Gonzalez decided to gather students and put them in a room with firefighters, police officers, and members of the prosecutor’s office and have them do teambuilding exercises.
The kicker is for the first half of the meeting, her students would have no idea that the men and women they worked with were law officers.
“So that was my idea because (Division of Criminal Justice Department) wanted to do a panel discussion and like I told them, I know our kids, they’re not going to be as receptive if they see you in uniform,” Gonzalez said.
The first half of the day was spent doing teambuilding activities like obstacle courses, gym games, and sport-like activities. At the lead was Teambuilding Guru Stacy Heading, founder of Heal the City.
“This has been a great experience getting young people to come up out of their comfort zone to do some critical thinking and work together as a team. And hopefully, the goal is with a debrief and questions that they’re able to guide them to use it out in the community. It’s just good for them to see adults from the community, taking time out to do some activities that promotes healthy relationships, promotes non-violent activities, and critical thinking,” Heading said.
At one point, students we divided into separate teams and had to face each other in a match. They started on the edge of the cafeteria and raced down to the edge where Joe Richardson, a Detective with the Mercer County Prosecutors Office, stood.
In front of him were numbered from 1 to 30 written down on individual sheets of paper and out of order. Students were each assigned a number that they had to find. The team who found and jumped on all the numbers the fastest time won each round.

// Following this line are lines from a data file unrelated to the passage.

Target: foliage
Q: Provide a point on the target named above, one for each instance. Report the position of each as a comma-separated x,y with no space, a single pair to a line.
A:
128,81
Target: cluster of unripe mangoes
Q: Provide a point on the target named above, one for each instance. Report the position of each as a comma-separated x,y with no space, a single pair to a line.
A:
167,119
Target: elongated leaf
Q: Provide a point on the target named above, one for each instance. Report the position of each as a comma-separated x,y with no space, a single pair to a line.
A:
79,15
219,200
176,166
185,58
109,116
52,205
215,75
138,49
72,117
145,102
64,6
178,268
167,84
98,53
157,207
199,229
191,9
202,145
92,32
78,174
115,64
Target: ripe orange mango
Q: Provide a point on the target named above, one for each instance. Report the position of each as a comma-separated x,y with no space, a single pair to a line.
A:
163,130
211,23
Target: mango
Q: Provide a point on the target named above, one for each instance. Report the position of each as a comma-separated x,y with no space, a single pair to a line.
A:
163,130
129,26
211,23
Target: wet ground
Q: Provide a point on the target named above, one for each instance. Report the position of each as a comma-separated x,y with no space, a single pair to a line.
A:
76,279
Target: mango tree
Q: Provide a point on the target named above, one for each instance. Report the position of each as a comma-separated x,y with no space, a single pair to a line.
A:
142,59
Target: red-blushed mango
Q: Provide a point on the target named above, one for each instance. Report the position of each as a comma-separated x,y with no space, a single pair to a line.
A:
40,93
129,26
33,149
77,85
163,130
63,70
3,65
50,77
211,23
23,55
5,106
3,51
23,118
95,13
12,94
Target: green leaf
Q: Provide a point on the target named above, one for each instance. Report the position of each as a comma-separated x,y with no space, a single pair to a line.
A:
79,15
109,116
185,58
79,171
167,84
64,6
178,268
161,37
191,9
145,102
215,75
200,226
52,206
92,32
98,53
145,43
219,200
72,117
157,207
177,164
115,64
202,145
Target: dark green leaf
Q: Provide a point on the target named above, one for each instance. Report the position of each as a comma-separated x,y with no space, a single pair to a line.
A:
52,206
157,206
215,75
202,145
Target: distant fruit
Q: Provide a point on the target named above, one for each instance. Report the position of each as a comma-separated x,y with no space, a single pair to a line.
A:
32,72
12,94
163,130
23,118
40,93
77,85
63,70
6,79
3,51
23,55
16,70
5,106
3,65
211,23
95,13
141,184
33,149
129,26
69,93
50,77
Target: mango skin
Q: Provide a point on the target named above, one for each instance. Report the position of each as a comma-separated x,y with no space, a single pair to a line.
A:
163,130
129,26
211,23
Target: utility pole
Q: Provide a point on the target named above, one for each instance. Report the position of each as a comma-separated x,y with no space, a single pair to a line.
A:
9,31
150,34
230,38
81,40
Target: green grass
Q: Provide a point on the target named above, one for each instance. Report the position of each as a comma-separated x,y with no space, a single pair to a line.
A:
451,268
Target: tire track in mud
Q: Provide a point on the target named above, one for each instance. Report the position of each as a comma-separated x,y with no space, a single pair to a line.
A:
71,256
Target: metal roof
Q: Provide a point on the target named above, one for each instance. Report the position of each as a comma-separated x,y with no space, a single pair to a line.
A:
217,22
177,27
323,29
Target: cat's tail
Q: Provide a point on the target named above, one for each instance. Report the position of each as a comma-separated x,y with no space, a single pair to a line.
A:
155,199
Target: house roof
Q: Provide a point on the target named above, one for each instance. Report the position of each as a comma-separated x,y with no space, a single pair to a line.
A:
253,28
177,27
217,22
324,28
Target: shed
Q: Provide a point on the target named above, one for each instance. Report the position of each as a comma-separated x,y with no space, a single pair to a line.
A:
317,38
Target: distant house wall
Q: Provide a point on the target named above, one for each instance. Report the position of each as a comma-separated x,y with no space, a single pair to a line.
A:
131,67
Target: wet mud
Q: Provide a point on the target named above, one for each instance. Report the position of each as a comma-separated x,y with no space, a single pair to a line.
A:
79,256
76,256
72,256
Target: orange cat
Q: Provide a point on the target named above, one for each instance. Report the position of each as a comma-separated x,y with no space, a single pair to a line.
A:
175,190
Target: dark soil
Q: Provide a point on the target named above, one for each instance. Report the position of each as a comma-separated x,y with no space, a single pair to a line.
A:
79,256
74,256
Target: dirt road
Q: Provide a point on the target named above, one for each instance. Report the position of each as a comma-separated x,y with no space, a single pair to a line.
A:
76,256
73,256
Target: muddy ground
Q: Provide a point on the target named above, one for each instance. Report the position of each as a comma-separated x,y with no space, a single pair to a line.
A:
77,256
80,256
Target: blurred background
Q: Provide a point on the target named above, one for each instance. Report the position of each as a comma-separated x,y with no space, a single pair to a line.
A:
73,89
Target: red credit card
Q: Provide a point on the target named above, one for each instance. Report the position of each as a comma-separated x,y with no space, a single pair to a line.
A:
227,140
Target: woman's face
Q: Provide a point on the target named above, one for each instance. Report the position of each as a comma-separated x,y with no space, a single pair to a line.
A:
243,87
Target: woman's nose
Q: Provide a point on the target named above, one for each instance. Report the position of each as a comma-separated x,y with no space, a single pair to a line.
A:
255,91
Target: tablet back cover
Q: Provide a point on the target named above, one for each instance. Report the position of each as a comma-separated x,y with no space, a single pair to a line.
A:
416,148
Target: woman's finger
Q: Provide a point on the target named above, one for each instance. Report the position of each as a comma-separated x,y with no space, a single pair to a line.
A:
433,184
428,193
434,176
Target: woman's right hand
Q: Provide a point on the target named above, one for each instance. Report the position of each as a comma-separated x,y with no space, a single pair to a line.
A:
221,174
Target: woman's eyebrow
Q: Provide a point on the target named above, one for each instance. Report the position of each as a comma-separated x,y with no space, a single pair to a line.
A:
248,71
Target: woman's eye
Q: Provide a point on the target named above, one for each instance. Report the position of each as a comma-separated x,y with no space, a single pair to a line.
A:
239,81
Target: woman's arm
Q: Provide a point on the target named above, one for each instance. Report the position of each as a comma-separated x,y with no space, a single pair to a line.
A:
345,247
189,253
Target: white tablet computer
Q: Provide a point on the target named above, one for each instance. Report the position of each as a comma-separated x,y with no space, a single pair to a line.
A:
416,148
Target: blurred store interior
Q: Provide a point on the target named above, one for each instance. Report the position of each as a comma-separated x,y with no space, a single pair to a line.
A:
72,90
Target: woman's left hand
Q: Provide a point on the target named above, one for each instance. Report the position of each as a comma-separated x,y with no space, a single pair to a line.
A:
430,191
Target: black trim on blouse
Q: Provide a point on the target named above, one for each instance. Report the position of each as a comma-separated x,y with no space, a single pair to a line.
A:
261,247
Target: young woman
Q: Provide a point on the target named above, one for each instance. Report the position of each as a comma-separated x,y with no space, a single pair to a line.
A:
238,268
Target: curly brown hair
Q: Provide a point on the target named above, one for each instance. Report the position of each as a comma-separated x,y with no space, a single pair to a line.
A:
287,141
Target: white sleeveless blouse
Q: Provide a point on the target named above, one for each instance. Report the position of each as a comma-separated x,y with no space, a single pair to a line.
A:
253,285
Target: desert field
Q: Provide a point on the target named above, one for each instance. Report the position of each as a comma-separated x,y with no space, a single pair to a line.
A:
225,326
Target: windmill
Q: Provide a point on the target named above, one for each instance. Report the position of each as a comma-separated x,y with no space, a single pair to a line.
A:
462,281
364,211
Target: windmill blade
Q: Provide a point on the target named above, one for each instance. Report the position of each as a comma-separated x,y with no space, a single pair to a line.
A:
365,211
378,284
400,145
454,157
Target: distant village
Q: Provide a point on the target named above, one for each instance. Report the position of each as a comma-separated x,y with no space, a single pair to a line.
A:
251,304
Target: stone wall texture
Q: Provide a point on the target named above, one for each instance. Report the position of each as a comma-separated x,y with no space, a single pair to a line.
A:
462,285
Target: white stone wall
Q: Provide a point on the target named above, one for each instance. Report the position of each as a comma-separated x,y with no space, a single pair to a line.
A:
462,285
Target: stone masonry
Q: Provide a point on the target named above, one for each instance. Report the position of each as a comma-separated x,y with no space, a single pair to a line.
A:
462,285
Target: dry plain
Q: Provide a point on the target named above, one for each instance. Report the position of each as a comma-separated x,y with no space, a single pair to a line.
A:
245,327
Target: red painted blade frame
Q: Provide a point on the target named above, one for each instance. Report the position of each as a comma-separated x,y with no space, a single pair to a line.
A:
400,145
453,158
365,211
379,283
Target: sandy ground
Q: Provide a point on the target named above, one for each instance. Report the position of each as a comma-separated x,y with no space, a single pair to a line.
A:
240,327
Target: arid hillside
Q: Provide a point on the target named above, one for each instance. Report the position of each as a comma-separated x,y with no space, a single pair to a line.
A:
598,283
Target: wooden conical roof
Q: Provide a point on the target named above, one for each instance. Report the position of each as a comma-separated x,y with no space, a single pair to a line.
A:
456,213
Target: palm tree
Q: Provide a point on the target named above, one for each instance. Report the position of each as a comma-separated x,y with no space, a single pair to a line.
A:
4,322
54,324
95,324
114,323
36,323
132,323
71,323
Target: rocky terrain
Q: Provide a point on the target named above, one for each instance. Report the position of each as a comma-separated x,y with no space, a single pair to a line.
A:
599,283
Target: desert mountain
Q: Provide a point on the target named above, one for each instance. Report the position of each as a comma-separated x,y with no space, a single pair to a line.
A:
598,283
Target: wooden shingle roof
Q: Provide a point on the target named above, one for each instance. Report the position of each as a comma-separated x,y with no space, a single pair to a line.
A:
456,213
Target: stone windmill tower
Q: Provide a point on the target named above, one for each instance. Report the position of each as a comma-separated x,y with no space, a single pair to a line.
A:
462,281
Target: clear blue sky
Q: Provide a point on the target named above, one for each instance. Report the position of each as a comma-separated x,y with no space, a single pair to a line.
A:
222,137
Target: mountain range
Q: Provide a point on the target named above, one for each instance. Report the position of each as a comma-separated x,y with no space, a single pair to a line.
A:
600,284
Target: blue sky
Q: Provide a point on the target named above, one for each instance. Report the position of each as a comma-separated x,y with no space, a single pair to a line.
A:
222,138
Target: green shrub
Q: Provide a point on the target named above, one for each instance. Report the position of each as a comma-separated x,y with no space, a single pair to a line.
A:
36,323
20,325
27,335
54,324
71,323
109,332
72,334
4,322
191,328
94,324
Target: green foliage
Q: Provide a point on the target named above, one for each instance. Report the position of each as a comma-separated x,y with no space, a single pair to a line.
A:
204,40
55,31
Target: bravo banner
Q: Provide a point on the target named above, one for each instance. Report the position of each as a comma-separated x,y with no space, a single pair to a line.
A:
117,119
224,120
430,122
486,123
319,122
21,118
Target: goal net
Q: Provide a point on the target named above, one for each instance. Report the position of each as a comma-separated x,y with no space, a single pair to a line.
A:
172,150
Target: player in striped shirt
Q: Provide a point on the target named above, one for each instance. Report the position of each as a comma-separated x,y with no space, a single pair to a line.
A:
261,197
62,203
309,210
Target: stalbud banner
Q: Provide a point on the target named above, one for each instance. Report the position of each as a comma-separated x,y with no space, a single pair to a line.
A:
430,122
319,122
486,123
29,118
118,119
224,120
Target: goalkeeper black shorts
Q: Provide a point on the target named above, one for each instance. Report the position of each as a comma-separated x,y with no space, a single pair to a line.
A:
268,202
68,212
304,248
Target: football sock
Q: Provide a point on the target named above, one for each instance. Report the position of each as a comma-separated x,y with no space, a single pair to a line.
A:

“They were focused on accomplishing the goal and mission. They were encouraging each other. They were giving each other high fives, so that’s what it’s about. It’s about them. Not being defined by where they live, but you know, coming together and just accomplishing a goal,” Richardson said.
Halfway through, students were left at tables as the officers and firefighters went to change. A couple of minutes later, they came in shocked students and sat down with the same teams they had been with during the teambuilding exercises.
“I was like dang, I didn’t know they were all cops before they came in…They are cool people, we worked together…We strategize as a team working together to win,” said an anonymous student at Ninth Grade Academy who attended the event.
The students sat down and ate food from The Big Easy of Trenton with the officers.
They asked questions like, “have you ever been scared to do your job or scared on the job?”, and “what are your efforts to help the youth of this city?” In attendance were members from Trenton Police Department, Division of Criminal Justice, Mercer County Prosecutors, New Jersey State Troopers, Trenton Fire Department, Trenton VFW, and Heal the City.
“I need them to see that they can relate to us,” Firefighter Eric Johnson said. “So this gives them an opportunity to see us as regular normal human beings in our regular clothes, and then we transform it to these superheroes…they get to see the human side of us, then they get to relate to us.”